Microsoft emails reveal Vista driver fiasco
By Matthew Sparkes
Posted on 28 Feb 2008 at 12:05
Microsoft executives believed there were serious problems with Vista's driver support when the OS launched, according to internal emails unearthed during a court case.
Microsoft board member, Jon Shirley, sent an email to Steve Ballmer explaining that he had upgraded his own computer to Vista, but that he was now having problems with getting MSN applications to work.
Device support was also sparse, with many peripherals being totally or partially unsupported on the launch date. Much of this was due to manufacturers failing to develop device drivers on time, Microsoft suggests.
"No one really believed we would ever ship so they didn't start the work until very late in 2006," said Microsoft's Steven Sinofsky, in an email to Steve Ballmer quoted by Seattle Post Intelligencer. "This led to the lack of availability."
"The Vista Ready logo program required drivers available on 1/30 [30 January]. I think we had had reasonable coverage, but quality was uneven as I experienced," he explained.
"For example, I could print with [my] Brother printer and use it as a stand-alone fax.

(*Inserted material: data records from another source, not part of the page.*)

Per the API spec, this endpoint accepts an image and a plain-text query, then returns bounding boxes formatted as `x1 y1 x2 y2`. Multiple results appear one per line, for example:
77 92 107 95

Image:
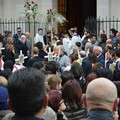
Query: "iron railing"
85 17 120 37
0 19 46 36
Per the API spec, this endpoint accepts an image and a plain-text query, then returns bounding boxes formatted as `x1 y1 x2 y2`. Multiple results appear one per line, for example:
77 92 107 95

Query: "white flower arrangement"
19 1 47 23
47 9 67 25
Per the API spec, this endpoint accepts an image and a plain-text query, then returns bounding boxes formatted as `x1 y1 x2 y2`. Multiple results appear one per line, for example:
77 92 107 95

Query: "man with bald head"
83 78 118 120
27 47 42 67
93 46 105 67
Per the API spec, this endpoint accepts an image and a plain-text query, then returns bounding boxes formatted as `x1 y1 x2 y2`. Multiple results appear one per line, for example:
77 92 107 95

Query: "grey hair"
93 46 103 53
86 78 117 105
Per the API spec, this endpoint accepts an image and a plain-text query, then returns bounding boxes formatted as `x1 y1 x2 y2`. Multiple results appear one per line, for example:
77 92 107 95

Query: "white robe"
63 37 70 56
34 33 45 46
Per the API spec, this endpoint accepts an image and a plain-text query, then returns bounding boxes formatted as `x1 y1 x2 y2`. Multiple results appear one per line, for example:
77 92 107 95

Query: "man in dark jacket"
93 46 105 67
80 51 92 78
8 68 47 120
83 78 118 120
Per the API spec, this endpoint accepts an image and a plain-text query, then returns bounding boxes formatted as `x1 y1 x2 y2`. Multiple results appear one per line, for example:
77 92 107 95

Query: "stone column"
3 0 15 19
97 0 111 18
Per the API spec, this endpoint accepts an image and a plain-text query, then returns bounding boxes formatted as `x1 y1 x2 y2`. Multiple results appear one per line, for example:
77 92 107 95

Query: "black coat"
27 56 42 67
82 58 92 78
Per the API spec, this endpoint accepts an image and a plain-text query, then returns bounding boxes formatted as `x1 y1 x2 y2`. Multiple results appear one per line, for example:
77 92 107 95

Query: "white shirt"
34 33 45 46
68 35 81 54
63 37 70 56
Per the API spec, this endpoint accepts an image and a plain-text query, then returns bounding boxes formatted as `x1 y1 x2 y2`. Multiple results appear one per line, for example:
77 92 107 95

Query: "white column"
3 0 15 19
0 0 4 18
97 0 111 18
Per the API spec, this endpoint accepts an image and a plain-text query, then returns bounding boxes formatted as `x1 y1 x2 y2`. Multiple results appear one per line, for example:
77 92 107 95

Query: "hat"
0 86 9 110
69 28 75 32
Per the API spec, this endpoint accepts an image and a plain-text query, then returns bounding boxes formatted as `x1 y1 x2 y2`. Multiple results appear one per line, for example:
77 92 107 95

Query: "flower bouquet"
19 1 47 23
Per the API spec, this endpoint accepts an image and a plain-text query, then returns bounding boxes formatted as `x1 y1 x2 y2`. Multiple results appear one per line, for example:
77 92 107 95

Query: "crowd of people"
0 27 120 120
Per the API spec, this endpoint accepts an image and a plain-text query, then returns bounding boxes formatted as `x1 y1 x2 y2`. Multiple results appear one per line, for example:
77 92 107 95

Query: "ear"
113 98 119 112
82 94 87 107
7 99 14 112
43 95 48 108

But network setup, scanning, print to fax must come from Brother."
Sinofksy concludes by saying Microsoft needs to do a better job on driver support. "All of this is why we need much more clarity and focus at events like WinHEC [Windows Hardware Engineering Conference]. We need to be clearer with industry and we need to decide what we will do and do that well and 100% and not just do a little of everything which leaves the IHV [Independent Hardware Vendors] in a confused state."

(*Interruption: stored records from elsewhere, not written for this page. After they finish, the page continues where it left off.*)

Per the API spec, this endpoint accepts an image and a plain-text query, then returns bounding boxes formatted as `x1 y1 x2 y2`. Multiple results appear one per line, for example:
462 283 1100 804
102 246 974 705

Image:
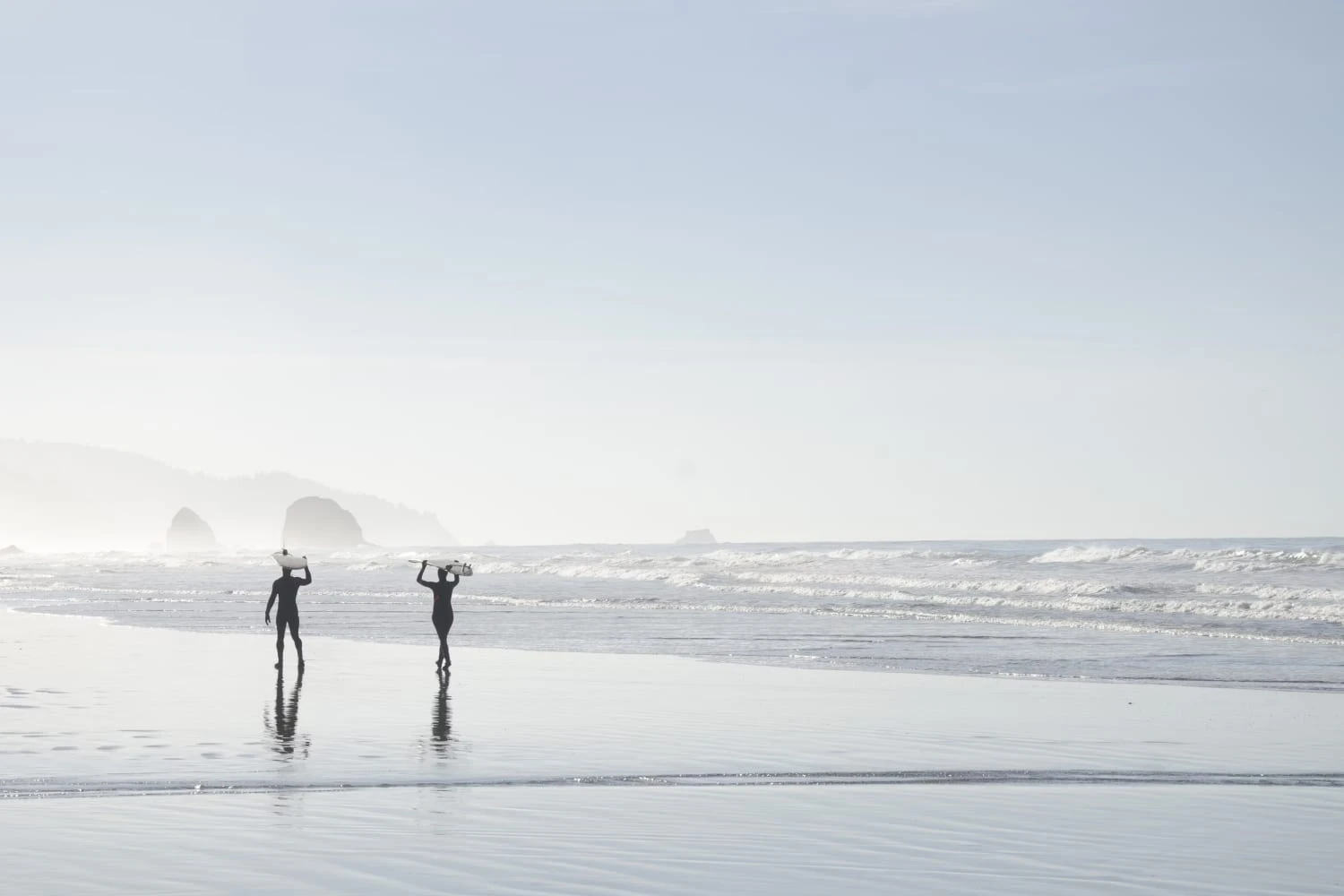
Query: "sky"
0 0 1344 544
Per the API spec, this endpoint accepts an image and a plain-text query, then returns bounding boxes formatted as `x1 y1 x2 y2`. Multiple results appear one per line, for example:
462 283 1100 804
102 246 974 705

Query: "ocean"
0 538 1344 691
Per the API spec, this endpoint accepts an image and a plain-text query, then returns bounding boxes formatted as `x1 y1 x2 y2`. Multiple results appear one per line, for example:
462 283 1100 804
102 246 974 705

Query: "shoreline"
0 607 1344 694
0 613 1344 896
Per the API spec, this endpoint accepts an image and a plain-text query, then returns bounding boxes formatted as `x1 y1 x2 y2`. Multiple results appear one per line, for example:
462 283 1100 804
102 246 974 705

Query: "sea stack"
167 508 220 551
284 497 366 552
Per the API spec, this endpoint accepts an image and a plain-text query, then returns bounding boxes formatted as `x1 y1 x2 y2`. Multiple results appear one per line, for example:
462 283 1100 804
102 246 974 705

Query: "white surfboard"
409 560 472 576
271 551 308 570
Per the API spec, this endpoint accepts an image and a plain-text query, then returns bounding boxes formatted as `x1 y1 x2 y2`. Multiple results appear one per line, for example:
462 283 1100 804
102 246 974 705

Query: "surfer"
266 551 312 669
416 560 462 672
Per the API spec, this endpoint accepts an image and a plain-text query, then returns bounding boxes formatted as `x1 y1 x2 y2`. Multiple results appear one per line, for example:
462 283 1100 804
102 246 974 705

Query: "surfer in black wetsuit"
416 560 462 672
266 551 314 669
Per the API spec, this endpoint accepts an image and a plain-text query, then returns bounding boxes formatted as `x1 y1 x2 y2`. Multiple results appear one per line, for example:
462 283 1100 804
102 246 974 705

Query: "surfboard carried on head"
408 560 472 576
271 551 308 570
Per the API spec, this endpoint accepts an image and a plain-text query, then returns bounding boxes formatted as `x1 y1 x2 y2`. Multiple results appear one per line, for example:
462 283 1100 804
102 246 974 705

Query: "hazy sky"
0 0 1344 543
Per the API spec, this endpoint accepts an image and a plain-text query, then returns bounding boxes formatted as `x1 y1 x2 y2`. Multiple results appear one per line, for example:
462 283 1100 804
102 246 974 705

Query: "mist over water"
0 538 1344 689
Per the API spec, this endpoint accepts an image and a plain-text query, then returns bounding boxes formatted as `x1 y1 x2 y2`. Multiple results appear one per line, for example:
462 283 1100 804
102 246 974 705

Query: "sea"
0 538 1344 691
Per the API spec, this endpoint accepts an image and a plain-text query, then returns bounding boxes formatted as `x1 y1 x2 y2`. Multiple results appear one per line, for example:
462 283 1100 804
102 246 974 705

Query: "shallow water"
0 538 1344 689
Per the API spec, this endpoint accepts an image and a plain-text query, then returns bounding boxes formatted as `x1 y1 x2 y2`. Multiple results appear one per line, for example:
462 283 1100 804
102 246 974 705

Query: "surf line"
0 769 1344 799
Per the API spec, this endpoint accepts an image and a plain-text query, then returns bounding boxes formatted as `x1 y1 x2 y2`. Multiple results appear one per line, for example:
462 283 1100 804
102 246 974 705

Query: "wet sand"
0 613 1344 893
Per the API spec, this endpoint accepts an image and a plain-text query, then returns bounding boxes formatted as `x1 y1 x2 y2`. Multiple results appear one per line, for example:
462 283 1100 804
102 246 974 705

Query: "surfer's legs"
281 613 304 669
435 618 453 669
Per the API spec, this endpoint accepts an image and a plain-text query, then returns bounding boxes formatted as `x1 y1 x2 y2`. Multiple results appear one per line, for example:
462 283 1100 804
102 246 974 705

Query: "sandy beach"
0 611 1344 893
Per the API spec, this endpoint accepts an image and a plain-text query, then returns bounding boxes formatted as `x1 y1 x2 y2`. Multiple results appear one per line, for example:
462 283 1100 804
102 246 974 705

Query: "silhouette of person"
266 667 308 755
266 551 314 669
416 560 462 672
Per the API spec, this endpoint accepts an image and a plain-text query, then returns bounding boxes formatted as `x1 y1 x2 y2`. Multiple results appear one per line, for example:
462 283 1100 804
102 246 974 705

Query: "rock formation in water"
284 497 367 554
167 508 220 551
0 438 457 551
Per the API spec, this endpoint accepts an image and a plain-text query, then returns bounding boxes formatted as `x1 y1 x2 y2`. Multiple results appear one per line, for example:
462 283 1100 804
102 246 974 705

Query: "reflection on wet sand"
430 672 453 756
266 667 309 759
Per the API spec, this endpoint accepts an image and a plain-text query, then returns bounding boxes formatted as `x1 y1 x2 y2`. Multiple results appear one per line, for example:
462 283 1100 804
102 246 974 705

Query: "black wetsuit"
271 573 312 643
416 570 462 669
425 575 461 638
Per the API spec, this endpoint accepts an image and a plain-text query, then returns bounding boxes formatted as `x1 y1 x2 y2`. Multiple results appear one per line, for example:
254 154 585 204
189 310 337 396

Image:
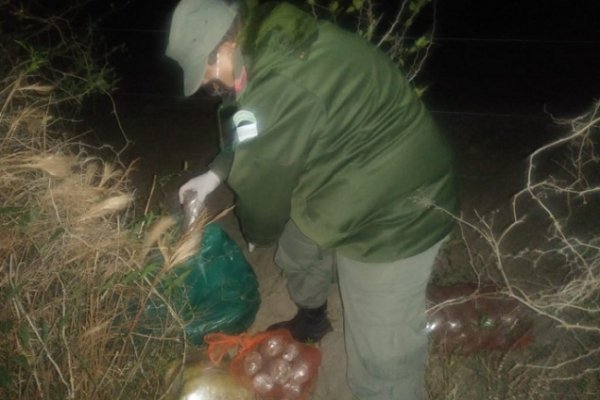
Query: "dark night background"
96 0 600 115
75 0 600 216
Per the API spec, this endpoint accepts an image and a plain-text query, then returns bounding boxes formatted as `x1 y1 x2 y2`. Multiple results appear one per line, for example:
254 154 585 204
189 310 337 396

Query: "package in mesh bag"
146 224 260 344
205 329 321 400
426 284 533 355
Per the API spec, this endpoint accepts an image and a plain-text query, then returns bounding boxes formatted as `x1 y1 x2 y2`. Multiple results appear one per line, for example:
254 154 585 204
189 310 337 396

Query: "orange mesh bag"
204 329 321 400
427 284 533 355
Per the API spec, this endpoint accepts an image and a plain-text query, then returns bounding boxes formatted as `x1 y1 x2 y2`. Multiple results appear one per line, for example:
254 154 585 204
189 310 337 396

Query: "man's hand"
179 170 221 204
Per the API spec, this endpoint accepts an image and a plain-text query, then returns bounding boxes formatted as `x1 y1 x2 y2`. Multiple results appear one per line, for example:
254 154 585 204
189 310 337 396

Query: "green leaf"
17 323 30 349
0 367 13 391
415 36 431 49
329 1 340 14
352 0 365 10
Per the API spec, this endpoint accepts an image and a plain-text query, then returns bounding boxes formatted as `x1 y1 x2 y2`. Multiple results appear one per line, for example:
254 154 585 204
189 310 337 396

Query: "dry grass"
0 48 211 399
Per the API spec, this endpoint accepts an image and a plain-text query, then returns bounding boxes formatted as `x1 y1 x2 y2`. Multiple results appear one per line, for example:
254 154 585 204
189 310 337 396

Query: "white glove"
179 170 221 204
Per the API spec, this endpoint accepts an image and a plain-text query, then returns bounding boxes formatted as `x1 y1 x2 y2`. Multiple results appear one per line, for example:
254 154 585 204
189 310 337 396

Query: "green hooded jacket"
211 3 457 262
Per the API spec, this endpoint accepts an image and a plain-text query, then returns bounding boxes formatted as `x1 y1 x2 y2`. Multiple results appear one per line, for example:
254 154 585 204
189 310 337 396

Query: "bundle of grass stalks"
0 72 197 399
0 4 203 399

Ballmer's one-word reply to the email was "righto", according to the court documents.
Microsoft is currently fighting a lawsuit over allegations of confusing descriptions relating to minimum PC requirements. Many PCs were described as "Vista Capable" when the operating system was first launched, even though they could only run Vista Home Basic.
Further emails have emerged during this case which show that Microsoft lowered the graphics requirements of the Vista Capable campaign, so that Intel could continue to sell motherboards with 915 embedded graphics. Another executive, Mike Nash, wrote in a subsequent email that he "personally got burned by the Intel 915 chipset issue."

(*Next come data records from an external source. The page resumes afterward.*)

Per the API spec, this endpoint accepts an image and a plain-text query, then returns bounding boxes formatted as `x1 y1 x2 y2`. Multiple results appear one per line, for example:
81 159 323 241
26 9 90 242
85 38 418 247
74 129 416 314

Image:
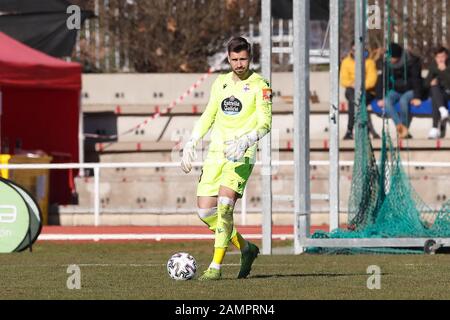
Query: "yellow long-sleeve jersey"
340 55 378 91
192 72 272 153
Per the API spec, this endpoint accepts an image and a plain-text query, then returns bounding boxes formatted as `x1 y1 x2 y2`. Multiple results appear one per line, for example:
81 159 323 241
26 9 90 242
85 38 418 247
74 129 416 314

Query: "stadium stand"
50 72 450 225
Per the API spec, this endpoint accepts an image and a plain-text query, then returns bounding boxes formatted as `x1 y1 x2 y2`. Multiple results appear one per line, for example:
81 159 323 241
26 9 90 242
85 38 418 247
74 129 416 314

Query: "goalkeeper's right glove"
181 138 197 173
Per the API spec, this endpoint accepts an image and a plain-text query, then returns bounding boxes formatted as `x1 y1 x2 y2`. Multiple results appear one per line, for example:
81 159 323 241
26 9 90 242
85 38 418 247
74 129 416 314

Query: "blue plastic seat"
370 98 450 116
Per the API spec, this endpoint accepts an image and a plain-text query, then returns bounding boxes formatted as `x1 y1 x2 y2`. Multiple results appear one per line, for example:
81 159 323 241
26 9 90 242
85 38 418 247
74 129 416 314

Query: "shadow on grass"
248 273 389 279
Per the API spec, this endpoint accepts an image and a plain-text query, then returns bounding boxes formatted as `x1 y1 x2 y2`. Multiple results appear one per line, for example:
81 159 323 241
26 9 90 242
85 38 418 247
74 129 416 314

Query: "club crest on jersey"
222 96 242 116
263 88 272 102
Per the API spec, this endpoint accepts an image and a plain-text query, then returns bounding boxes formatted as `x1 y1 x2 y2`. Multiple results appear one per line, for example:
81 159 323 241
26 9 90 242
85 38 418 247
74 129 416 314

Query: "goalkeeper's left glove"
224 131 258 162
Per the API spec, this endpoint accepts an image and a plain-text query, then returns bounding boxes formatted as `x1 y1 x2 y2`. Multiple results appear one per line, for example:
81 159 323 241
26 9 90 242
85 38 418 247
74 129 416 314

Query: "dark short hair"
434 46 448 56
227 37 252 56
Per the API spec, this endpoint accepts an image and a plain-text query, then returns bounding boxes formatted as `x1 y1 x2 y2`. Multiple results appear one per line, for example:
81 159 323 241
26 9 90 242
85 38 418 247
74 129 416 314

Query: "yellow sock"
231 232 247 251
213 248 227 265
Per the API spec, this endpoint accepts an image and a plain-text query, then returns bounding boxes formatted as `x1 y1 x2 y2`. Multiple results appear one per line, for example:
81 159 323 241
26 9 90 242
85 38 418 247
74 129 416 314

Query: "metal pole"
260 0 272 254
355 1 366 117
0 87 2 154
94 166 100 227
78 92 84 177
293 0 311 254
329 0 340 231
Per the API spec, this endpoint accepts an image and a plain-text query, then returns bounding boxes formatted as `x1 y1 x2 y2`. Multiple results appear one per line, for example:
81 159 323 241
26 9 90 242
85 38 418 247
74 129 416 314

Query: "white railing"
0 160 450 226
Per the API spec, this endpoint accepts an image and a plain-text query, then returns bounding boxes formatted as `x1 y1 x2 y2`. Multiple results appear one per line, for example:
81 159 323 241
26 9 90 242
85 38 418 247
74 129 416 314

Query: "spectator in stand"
425 47 450 139
340 42 380 140
377 43 423 139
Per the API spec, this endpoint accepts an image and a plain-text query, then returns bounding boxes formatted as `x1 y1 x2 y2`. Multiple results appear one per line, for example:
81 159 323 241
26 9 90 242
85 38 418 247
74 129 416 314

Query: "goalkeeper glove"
181 138 197 173
224 131 258 162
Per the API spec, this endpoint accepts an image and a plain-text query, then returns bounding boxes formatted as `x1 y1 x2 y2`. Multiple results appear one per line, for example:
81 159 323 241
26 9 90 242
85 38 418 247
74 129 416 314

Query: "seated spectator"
378 43 423 138
425 47 450 139
340 42 380 140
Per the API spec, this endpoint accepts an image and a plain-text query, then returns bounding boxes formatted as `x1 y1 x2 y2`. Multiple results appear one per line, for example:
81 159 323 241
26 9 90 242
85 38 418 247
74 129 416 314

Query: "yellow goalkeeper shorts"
197 151 254 198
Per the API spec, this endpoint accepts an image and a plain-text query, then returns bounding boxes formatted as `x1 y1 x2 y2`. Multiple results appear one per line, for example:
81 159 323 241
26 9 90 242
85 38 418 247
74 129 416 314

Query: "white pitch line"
38 233 294 241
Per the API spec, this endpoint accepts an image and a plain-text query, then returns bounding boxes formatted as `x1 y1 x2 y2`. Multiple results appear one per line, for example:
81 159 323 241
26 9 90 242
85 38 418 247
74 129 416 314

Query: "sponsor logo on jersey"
222 96 242 115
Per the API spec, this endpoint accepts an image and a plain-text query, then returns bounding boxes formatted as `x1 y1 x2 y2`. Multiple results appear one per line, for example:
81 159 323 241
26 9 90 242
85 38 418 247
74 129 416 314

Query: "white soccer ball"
167 252 197 280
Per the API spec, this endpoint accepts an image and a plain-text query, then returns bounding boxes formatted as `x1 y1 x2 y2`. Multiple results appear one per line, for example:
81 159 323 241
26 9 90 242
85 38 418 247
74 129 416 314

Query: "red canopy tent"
0 32 82 204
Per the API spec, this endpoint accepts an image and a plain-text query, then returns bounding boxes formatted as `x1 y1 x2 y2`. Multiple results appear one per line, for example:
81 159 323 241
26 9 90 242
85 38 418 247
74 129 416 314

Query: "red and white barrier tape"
84 54 226 142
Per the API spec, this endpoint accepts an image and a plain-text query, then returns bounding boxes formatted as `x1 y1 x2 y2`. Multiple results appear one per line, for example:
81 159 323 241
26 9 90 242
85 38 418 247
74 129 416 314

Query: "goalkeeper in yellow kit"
181 37 272 280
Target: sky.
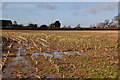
[0,2,118,27]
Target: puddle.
[11,41,30,66]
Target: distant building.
[0,20,12,28]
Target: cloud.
[87,4,115,13]
[38,3,58,10]
[2,3,36,9]
[72,5,81,11]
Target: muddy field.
[0,30,120,78]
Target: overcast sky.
[0,2,118,27]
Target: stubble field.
[0,30,120,78]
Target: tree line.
[2,14,120,30]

He went on to explain that he chose a Vista Capable laptop, but was disappointed to find that it wouldn't run certain applications or Vista's Glass interface. "I now have a $2,100 e-mail machine," he wrote.
"Throughout this process, Microsoft employees raised concerns and addressed issues with the intent to make this program better for our business partners and valuable for consumers. That's the sort of exchange we want to encourage. And in the end, we believe we succeeded in achieving both objectives," Microsoft spokesperson Jack Evans tells the Seattle Post Intelligencer.